Wyatt-Hodge a fait briller sa propre performance avec deux chutes successives, même si aucune n’a failli s’asseoir, mais ses standards ont été respectés par le reste du peloton anglais. Kemp s’est accroché à un petit carré arrière pour renvoyer Imeesha Dulany et donner à Linsey Smith son premier guichet ; Smith a ensuite rendu la pareille sur une jambe carrée profonde pour déclencher la remarquable poussée tardive de Kemp.

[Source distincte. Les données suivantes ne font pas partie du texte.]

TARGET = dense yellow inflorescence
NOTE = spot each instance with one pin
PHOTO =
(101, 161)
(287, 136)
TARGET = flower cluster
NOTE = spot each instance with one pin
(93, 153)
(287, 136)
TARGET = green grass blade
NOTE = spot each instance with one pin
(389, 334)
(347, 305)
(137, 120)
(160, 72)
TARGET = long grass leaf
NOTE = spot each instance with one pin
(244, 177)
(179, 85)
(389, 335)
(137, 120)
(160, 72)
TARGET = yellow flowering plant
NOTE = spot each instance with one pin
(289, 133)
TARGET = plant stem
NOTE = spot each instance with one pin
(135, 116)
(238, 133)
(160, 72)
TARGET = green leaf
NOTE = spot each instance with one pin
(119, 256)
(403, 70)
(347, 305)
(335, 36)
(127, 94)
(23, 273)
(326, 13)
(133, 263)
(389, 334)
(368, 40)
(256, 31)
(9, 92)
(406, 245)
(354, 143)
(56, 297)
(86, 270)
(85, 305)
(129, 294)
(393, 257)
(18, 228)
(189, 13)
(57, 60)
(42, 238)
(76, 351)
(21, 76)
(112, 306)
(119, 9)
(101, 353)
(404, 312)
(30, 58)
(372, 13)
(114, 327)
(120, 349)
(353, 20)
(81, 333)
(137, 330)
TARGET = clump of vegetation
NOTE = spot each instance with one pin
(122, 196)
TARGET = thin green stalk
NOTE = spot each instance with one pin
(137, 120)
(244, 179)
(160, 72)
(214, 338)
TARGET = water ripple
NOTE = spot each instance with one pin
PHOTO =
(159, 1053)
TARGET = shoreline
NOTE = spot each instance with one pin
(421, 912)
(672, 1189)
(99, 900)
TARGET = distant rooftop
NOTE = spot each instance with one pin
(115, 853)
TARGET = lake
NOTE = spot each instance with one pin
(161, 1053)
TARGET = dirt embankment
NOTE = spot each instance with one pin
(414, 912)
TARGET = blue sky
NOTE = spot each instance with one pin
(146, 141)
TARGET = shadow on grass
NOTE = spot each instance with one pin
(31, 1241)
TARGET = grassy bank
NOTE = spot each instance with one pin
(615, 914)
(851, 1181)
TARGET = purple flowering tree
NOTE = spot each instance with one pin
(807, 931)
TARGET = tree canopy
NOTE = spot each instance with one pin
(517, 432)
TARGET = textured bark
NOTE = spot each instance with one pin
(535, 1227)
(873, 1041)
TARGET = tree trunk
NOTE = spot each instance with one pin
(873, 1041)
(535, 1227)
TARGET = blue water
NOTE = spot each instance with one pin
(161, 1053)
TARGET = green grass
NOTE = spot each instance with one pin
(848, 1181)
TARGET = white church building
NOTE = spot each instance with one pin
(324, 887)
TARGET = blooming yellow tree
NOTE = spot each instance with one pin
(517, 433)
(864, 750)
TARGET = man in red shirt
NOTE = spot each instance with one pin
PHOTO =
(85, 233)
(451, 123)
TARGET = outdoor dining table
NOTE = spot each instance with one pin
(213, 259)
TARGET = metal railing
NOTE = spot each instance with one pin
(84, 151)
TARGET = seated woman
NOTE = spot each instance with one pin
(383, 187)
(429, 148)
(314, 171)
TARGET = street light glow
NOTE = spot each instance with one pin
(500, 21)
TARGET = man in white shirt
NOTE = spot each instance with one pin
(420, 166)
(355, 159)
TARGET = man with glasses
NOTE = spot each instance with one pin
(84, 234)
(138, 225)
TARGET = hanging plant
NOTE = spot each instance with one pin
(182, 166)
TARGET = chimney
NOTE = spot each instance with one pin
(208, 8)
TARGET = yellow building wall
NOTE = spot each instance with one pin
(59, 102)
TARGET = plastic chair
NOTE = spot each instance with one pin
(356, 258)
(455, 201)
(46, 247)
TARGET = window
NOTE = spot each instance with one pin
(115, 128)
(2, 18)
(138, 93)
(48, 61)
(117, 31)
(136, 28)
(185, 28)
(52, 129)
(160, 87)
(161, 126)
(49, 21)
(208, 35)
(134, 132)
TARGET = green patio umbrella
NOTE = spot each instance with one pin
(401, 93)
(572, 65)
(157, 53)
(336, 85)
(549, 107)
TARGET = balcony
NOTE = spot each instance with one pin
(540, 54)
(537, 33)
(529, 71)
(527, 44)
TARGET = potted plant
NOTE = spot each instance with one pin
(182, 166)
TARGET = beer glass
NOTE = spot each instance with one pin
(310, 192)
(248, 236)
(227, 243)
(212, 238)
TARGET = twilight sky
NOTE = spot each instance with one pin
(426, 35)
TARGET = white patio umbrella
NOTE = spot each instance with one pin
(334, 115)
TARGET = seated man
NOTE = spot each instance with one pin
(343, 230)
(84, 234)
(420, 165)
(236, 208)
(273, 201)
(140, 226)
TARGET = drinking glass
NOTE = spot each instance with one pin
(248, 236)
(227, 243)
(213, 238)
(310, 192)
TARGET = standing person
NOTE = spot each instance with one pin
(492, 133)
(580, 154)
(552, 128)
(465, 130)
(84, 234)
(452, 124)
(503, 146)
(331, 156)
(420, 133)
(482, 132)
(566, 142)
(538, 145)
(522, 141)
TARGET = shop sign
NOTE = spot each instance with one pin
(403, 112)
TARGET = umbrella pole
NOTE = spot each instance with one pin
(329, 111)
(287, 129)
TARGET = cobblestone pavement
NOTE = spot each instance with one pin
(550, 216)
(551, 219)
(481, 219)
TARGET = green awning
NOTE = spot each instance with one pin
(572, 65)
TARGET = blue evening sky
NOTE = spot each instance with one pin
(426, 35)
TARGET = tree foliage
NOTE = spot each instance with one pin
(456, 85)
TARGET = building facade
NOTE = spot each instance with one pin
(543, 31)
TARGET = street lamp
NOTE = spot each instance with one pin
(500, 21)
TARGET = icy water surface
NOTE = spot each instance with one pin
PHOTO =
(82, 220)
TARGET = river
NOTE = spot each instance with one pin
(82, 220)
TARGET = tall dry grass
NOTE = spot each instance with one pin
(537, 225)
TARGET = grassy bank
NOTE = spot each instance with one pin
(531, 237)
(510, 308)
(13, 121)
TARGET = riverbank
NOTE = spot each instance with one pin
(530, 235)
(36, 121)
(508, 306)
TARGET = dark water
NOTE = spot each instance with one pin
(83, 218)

Après des antécédents de fractures de stress au dos, le retour de Kemp au bowling a été progressif et microgéré car ce tournoi est une fin de partie absolue. Son premier ballon de la soirée a été malchanceux mais finalement trompeur puisque Harshita Samarawickrama l’a ignominieusement renversé au-dessus du midwicket profond pour un six. Avant la fin du match, il avait vengé le videur avec la première des six occasions sur dix ballons.
L’autre meneuse de jeu vétéran de l’Angleterre, Sophie Ecclestone, s’est retrouvée avec deux guichets en finale pour sceller la soirée la plus remontante pour le moral du tournoi imaginable pour les hôtes.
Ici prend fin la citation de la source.